I think the research was presented fine; it didn’t blame people for talking about the possibility of misaligned AIs. In fact they specifically talk about how they are using this info to better align AIs, which seems like the opposite of using hyperstition as a lazy way to blame doomers for bad alignment.
On the other hand, in The Adolescence of Technology, Dario says this about doomerism:
Here, I mean “doomerism” not just in the sense of believing doom is inevitable (which is both a false and self-fulfilling belief), but more generally, thinking about AI risks in a quasi-religious way.
I agree this in particular and the piece in general is too dismissive of hard AI risk concerns.

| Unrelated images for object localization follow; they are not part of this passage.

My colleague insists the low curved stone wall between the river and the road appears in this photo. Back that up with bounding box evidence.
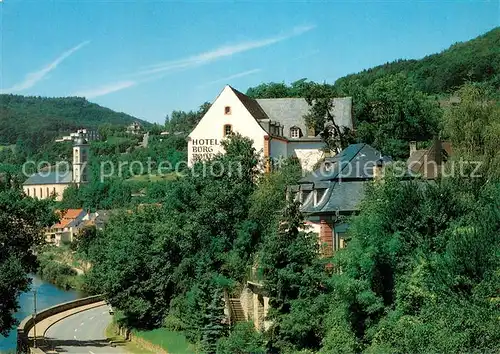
[16,295,103,354]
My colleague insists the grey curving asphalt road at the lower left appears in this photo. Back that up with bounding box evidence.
[45,306,125,354]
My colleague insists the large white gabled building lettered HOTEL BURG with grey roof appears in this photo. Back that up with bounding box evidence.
[188,85,353,170]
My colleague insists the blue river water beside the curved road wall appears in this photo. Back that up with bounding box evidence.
[0,276,84,353]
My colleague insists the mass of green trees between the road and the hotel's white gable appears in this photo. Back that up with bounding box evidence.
[79,135,300,352]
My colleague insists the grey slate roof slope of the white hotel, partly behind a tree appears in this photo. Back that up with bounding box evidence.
[256,97,353,138]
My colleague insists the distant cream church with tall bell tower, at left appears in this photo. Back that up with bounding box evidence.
[23,134,89,201]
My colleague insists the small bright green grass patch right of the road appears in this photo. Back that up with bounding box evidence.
[134,328,194,354]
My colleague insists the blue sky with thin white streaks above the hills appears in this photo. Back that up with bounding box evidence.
[0,0,500,123]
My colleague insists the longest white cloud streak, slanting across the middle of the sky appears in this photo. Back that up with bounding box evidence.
[139,26,315,75]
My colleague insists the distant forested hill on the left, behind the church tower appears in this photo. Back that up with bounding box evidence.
[0,94,149,147]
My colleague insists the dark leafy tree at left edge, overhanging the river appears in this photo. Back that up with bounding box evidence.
[0,186,57,336]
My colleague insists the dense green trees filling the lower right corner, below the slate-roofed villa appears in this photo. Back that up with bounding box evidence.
[263,85,500,353]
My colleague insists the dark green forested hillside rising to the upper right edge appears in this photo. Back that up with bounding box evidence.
[335,27,500,94]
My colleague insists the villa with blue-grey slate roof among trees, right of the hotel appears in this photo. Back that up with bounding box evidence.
[289,144,394,255]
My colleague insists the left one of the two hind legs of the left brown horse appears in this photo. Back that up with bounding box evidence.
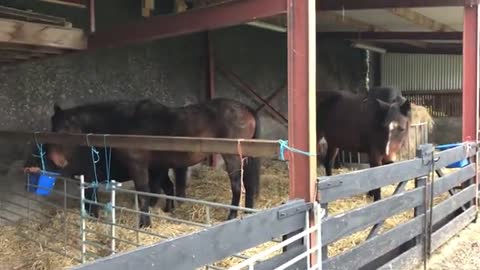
[222,155,242,220]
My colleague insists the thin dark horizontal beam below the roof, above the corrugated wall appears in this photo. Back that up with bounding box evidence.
[317,32,463,40]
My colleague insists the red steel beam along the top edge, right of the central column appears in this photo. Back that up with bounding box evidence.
[317,0,478,10]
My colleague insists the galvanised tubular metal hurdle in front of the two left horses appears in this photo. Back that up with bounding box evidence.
[0,171,281,269]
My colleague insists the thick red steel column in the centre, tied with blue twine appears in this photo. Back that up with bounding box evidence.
[287,0,317,201]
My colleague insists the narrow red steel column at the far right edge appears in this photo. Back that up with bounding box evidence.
[462,5,479,141]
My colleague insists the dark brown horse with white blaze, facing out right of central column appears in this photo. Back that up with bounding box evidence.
[317,91,411,200]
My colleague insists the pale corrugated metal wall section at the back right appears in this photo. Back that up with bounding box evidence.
[381,53,462,91]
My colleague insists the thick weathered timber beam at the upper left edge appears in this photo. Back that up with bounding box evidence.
[0,19,86,50]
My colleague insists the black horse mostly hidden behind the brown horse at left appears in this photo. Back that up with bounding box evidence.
[25,100,187,220]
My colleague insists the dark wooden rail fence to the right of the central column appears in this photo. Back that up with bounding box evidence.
[317,141,477,270]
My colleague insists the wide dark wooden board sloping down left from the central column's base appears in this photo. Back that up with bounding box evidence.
[70,200,311,270]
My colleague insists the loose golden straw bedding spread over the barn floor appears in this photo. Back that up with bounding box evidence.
[0,161,454,270]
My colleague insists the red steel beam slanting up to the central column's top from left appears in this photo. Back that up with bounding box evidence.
[88,0,287,49]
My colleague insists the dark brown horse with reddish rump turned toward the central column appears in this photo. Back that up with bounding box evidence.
[48,98,260,226]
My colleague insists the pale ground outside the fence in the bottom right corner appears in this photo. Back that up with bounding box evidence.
[417,221,480,270]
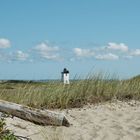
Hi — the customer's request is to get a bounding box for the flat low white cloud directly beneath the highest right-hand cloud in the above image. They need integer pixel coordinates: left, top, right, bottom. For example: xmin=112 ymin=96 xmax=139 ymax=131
xmin=95 ymin=53 xmax=119 ymax=60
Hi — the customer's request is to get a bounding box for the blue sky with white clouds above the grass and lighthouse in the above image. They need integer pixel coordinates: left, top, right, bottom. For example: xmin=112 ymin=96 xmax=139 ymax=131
xmin=0 ymin=0 xmax=140 ymax=80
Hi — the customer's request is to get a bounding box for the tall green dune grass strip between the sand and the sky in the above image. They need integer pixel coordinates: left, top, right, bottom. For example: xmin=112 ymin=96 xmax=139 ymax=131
xmin=0 ymin=74 xmax=140 ymax=109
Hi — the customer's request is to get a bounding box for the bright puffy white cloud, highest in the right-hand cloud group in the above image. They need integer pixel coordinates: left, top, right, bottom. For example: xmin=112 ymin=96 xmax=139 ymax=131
xmin=106 ymin=42 xmax=128 ymax=52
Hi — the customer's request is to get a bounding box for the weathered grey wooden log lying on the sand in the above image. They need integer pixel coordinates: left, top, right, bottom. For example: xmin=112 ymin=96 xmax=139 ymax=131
xmin=0 ymin=100 xmax=69 ymax=126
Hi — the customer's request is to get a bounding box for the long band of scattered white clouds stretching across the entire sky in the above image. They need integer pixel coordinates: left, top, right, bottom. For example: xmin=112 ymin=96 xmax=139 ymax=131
xmin=0 ymin=38 xmax=140 ymax=62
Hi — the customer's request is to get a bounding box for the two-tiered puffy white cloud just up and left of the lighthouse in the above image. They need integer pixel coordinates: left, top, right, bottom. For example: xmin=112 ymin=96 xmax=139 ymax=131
xmin=35 ymin=43 xmax=60 ymax=60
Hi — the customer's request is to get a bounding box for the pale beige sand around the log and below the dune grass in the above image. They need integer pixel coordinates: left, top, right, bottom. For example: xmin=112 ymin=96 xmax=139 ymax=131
xmin=3 ymin=101 xmax=140 ymax=140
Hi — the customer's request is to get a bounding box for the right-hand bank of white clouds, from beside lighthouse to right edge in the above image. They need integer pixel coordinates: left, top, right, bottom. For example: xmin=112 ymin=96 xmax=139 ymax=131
xmin=71 ymin=42 xmax=140 ymax=61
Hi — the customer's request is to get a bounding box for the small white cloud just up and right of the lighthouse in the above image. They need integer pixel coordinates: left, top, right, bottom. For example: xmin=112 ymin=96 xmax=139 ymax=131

I don’t really know if it’s accusing them of hyperstitioning; the self-fulfilling belief could also refer to, e.g., attempts by doomers to get everyone who cares about AI risk to quit working on AI (thereby ceding the field to the least risk-aware people) which I think is a real problem.
Either way, I agree that people concerned about future misaligned AIs should be free to voice those concerns without being accused of hyperstitioning them.
Yeah you are correct that the straightforward interpretation of self-fulfilling is hyperstition, which I agree isn’t a fair accusation.
Although if we do get self-fulfilling doom through hyperstition I do think it means that the misaglinment people were wrong in an important sense (AI psychology differed from their view enough that misalignment happened through such a weird method rather than straightforward instrumental convergence + orthogonality).